John McGovern, a Laborite M. P. who was suspended from the House of Commons in July because he refused to leave the Chamber until forcibly ejected (TIME, July 13), attempted to lead a parade of jobless dole-drawers through the streets of Glasgow last week. Police inspectors were waiting for him, told him that he could not march. The crowd of sullen workmen in grimy caps grew & grew. There were angry murmurs. Suddenly riot flared. Mobsters smashed store windows and began looting. Brickbats, cobblestones, beer bottles whanged through the air. Mounted police clattered down the High Street swinging their truncheons. John McGovern was dragged off to jail, charged with "threatening violence to the lieges and committing a breach of the peace."

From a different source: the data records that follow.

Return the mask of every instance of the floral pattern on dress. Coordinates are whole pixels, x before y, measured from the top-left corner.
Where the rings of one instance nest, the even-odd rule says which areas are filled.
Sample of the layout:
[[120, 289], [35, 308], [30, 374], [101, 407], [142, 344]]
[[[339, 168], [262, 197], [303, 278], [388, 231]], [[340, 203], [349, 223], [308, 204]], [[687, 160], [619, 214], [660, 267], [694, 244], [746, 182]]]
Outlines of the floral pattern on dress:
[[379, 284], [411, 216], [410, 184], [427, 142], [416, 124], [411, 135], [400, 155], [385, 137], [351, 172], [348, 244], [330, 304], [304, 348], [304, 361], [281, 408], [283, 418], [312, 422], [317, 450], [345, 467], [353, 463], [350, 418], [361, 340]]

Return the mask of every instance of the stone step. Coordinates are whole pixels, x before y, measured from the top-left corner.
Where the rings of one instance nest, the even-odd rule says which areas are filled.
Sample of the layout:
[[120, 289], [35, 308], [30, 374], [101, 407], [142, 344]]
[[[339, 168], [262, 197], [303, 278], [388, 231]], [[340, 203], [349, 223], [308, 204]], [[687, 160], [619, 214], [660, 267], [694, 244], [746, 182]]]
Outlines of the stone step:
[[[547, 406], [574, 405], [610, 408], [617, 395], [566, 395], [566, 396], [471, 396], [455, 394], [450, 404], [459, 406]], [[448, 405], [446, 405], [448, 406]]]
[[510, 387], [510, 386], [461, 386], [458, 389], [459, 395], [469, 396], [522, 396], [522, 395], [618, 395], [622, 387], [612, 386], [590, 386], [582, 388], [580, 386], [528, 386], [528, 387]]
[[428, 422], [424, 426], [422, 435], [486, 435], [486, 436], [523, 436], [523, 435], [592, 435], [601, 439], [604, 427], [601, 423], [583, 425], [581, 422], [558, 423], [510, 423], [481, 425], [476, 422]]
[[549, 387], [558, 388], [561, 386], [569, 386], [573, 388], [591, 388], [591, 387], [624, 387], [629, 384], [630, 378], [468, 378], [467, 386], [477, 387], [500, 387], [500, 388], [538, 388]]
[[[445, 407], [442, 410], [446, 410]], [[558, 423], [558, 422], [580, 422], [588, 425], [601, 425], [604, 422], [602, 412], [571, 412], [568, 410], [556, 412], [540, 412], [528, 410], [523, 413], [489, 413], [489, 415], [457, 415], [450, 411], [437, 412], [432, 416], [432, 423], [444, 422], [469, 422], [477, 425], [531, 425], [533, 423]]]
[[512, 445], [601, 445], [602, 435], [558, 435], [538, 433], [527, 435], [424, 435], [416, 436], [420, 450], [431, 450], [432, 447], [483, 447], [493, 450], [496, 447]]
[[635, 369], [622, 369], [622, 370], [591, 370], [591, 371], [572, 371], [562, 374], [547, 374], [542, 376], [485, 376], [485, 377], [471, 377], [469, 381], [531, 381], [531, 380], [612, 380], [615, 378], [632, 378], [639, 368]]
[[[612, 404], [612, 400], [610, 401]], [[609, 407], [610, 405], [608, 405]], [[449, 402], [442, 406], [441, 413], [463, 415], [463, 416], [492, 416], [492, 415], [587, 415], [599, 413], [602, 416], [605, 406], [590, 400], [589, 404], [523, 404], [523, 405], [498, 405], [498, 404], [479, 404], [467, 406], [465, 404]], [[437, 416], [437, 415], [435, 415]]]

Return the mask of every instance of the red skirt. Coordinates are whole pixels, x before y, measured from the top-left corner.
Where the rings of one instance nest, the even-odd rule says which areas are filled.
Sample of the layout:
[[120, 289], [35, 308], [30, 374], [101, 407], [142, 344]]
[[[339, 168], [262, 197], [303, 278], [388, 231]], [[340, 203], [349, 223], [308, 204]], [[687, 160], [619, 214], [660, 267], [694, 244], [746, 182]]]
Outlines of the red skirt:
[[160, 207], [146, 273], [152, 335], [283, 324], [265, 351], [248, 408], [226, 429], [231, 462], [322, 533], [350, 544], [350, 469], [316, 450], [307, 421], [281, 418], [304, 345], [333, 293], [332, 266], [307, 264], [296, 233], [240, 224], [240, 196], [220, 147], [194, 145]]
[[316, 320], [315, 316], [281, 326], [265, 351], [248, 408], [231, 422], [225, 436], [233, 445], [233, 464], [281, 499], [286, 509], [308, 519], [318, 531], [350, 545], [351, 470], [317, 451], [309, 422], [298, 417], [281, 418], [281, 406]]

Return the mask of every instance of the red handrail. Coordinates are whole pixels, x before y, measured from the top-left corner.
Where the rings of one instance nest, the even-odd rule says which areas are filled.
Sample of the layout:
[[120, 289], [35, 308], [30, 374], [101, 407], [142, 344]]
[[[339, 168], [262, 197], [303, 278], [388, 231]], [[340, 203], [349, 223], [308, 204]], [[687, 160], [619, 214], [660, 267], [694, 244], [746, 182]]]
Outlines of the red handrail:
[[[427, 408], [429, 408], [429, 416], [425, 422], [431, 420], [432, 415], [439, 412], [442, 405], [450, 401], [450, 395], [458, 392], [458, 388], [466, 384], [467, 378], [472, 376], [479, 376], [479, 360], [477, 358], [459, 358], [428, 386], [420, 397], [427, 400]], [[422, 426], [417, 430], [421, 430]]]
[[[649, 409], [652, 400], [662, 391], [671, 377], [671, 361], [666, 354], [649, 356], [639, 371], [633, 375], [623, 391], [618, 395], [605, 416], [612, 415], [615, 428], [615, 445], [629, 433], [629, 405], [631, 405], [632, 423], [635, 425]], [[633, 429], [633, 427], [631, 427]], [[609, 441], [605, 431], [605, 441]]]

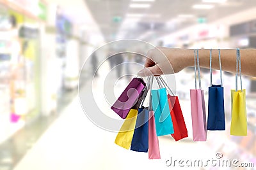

But Glasgow was not calmed that easily. Looting and rioting continued intermittently for three days. Scotch reporters gloomily wired that a simple impulse to snatch and steal, rather than any motive of politics or protest seemed to inflame the mob. At the Gallowgate, where the famous Battle of the Butts occurred in 1544, heads were bloodied. Scots fought with sticks and bottles while their gudewives cheered them on from the upper stones, threw down broken furniture, flower pots, and in one case a large tin trunk on the heads of the hard-pressed constabulary. One gigantic battler kept six constables busy sitting on his head, chest, arms and legs in the station house. Mr. McGovern, M. P., limped into police court complaining bitterly that some policeman had given way to his feelings and booted him violently on the fundament, causing a painful bruise at the base of his spine.

Glasgow was not the only scene of disorder: menacing mobs rioted in Dundee, Salford, London.

Hannington. In his little Bloomsbury office last week sat one Wal Hannington, organizer of the National Unemployed Workers' Movement, who claimed credit for fomenting these, the most serious British riots since 1921. Communist Wal Hannington, frank proponent of violence, is a hard-muscled, soft-spoken young man who dresses extremely neatly, wears tortoise shell glasses and serves tea to teatime visitors. Without hesitation he explained how some of last week's British riots were organized by his scouts (not Boy Scouts) scrawling directions on the sidewalks, how the N. U. W. M. fooled the police by starting false mass meetings at the opposite end of towns from the scene of intended ruckus.

London police took Wal Hannington at his word, arrested him for "inciting demonstrations." Quietly a judge clapped him for six months into Wormwood Scrubbs Jail. Nervous, the London Press achieved a remarkable conspiracy of silence, omitted all mention of Communist Hannington.